Сократовский диалог

Среди прочих достоинств свободные мужчины древнегреческого полиса обучались умению «держать» речь. Поэтому каждый, кого спрашивал Сократ, не мог отказаться отвечать. Но нередко это приводило к пустопорожней болтовне.

Постепенно Сократ отказывается от навязчивых вопросов и становится скорее не спрашивающим, а испытуемым; он стремится на деле доказать свое притязание на знание. Знание не просто состоит в изречении истины, а достигается в диалоге, предполагающем безграничную готовность к обоснованию всего сказанного. Нацеленность на предмет, учет разнообразных мнений делает диалог диалектической и одновременно научной формой речи.

Диалог Сократа меняет само понятие знания. То, что сообща обсуждается, не есть некая тайная, священная и недоступная профанам мудрость, а наоборот, доступное и понятное для всех знание о благе, составляющего бытийный способ человеческого существования. Человек живет на основе понятия добродетели (arete) и понимает себя исходя из возможности блага. Совершенство — государственное качество гражданина полиса. Однако далеко не каждый понимает свое назначение и далеко не всегда оно может быть описано как нормативно-обязательное знание.

Чаще всего знание блага еще не ведет к конкретным добродетельным поступкам. Отсюда то, чего добивается Сократ, нельзя считать чем-то вроде общих моральных норм. Скорее, его интересует вопрос, как они применяются тем или иным индивидом в тех или иных обстоятельствах. Каждый должен уметь дать отчет, почему он поступил так, а не иначе.

Диалог является как раз наиболее оптимальной формой разговоров об этическом. Ни одно отдельное знание или умение не является благим само по себе и нуждается в оправдании. Но это не вопрос о долге или некой общей обязанности, о которой знают и которой следуют. Даже в том случае, когда не нарушают общепринятых норм, поведение может оказаться плохим и наоборот, например, временное отступление с целью собраться с силами и победить не является трусостью. Отсюда и возникает необычный вопрос Сократа о том, что делает благим тот или иной поступок. Однако вопрос Сократа отчасти и опасен: если понимание высшего блага сомнительно, то не следует ли принять в качестве наиболее достоверной ориентации принцип наслаждения?

Диалог Сократа

Итак, благо может пониматься как моральное и как гедонистическое понятие. Но даже в случае выбора удовольствия следует спросить не только о том, для чего оно, но и о том, на что оно опирается. Сократовский диалог, с одной стороны, нацелен на опровержение принципа удовольствия, но, с другой стороны, не ведет к аскетизму, а наоборот, стремится определить, в чем состоит истинное удовольствие.

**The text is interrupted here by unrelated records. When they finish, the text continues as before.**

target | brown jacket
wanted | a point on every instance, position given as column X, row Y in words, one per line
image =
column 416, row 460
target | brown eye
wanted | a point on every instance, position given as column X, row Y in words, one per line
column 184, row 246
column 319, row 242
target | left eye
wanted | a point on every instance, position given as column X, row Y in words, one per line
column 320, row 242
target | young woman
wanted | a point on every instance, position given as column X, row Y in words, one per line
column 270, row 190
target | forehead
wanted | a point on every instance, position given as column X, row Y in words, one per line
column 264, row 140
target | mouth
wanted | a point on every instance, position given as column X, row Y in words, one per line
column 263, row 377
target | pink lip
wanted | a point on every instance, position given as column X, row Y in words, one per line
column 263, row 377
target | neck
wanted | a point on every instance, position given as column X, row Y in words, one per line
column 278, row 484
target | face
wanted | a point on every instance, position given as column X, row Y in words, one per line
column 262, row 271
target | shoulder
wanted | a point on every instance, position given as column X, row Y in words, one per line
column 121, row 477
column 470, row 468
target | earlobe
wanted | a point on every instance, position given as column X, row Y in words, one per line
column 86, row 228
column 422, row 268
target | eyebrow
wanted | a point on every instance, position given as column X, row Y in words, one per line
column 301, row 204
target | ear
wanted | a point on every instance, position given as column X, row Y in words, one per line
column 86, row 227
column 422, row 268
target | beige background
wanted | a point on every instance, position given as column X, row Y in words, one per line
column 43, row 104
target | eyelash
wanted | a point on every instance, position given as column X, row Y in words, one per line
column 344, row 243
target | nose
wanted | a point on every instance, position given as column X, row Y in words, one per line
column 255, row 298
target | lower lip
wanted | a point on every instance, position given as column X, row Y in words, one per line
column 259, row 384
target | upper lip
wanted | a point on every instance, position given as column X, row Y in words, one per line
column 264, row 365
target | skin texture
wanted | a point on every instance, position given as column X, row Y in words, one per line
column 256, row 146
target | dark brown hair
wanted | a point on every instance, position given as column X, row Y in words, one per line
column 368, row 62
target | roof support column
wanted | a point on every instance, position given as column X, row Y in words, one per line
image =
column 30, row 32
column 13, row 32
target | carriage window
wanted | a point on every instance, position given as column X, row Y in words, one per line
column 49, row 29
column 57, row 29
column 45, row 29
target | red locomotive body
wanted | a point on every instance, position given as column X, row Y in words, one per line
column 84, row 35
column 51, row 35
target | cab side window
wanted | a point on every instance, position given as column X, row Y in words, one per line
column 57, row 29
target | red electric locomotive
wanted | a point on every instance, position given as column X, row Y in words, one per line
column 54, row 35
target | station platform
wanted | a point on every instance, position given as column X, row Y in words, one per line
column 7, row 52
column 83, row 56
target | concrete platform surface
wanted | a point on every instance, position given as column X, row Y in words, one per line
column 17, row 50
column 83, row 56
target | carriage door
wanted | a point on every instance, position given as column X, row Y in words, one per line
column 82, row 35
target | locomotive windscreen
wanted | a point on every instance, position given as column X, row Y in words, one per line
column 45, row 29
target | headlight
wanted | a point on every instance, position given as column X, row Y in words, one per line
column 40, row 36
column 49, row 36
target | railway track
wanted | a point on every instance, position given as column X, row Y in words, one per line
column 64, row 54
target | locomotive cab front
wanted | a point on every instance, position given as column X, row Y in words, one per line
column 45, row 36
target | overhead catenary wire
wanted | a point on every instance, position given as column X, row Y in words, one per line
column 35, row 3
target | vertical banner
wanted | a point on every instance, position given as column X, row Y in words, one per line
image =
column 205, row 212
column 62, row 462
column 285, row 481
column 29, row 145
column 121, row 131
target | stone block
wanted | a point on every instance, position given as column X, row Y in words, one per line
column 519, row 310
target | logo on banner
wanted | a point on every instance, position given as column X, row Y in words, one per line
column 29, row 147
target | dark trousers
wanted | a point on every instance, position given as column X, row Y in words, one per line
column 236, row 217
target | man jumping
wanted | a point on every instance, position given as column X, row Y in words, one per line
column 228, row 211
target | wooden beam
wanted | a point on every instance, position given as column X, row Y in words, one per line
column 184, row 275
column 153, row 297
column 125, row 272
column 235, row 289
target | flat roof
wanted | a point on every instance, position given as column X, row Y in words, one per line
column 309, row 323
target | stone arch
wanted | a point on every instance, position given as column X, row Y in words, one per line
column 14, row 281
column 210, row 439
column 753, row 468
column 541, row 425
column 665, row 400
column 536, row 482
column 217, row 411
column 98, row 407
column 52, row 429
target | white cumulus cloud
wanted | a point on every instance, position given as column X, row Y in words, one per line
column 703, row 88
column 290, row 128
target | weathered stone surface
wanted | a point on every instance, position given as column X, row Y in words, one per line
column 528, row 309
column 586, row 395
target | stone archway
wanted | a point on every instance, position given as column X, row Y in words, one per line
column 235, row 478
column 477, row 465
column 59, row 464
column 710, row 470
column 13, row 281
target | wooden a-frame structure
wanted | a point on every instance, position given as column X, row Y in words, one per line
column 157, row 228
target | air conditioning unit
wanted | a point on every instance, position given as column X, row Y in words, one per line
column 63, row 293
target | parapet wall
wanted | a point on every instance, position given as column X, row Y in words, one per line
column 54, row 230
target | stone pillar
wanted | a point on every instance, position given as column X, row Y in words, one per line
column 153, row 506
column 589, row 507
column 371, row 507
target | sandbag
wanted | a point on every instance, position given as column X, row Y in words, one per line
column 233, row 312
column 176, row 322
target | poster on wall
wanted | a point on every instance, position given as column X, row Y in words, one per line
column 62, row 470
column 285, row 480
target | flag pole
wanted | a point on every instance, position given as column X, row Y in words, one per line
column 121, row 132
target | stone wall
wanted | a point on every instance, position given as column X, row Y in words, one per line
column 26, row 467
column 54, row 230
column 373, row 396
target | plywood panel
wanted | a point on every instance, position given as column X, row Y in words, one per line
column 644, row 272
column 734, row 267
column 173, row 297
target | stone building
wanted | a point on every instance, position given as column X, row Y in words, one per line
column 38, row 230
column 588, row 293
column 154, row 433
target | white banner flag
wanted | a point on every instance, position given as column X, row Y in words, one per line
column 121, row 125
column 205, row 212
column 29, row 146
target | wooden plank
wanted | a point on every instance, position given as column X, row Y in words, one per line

Опровержение Сократ осуществляет с помощью иронии: поддаваясь напору противника, признавая себя недостаточно сведущим, он затем в полной мере использует коммуникативную возможность сократовского диалога и задает каверзный вопрос. Требуя все новых уточнений и дополнений, Сократ радикально изменяет исходную установку того, с кем он вступил в разговор, пытается показать оппоненту неприемлемость его тезиса для самого себя.

Так, при обсуждении пригодности удовольствия и хорошего самочувствия служить критерием блага выясняется, что необходимо знать причины удовольствия и страдания. Таким образом, гедонист вынужден учитывать то, что находится за пределами существования, и признать, что есть некая высшая мера, благодаря которой можно оценивать степень самочувствия. Так сводятся воедино истина и удовольствие. Опыт хорошего самочувствия нуждается в оправдании исходя из назначения человека.

Логос в сократовском разговоре имеет гипотетический характер, что означает, что он должен доказываться в работе постижения множественности вещей на основе единого. Мудрец и гедонист — разные фигуры и не могут договориться, разве что договориться быть толерантными. Но Платону этого совершенно недостаточно. Он ищет единства и надеется путем диалектического разговора найти нечто третье, что объединит противников, если уж не как истина, то как некий «род».

Прежде всего нужно показать, что удовольствия бывают не только телесными, но и душевными. Точно так же следует доказать, что разум вовсе не мешает наслаждению, ведь недаром же говорят об «истинных удовольствиях» и «духовных наслаждениях», имея в виду, что они оказываются не разрушительными, а умеренными и контролируемыми и тем самым наиболее желательными.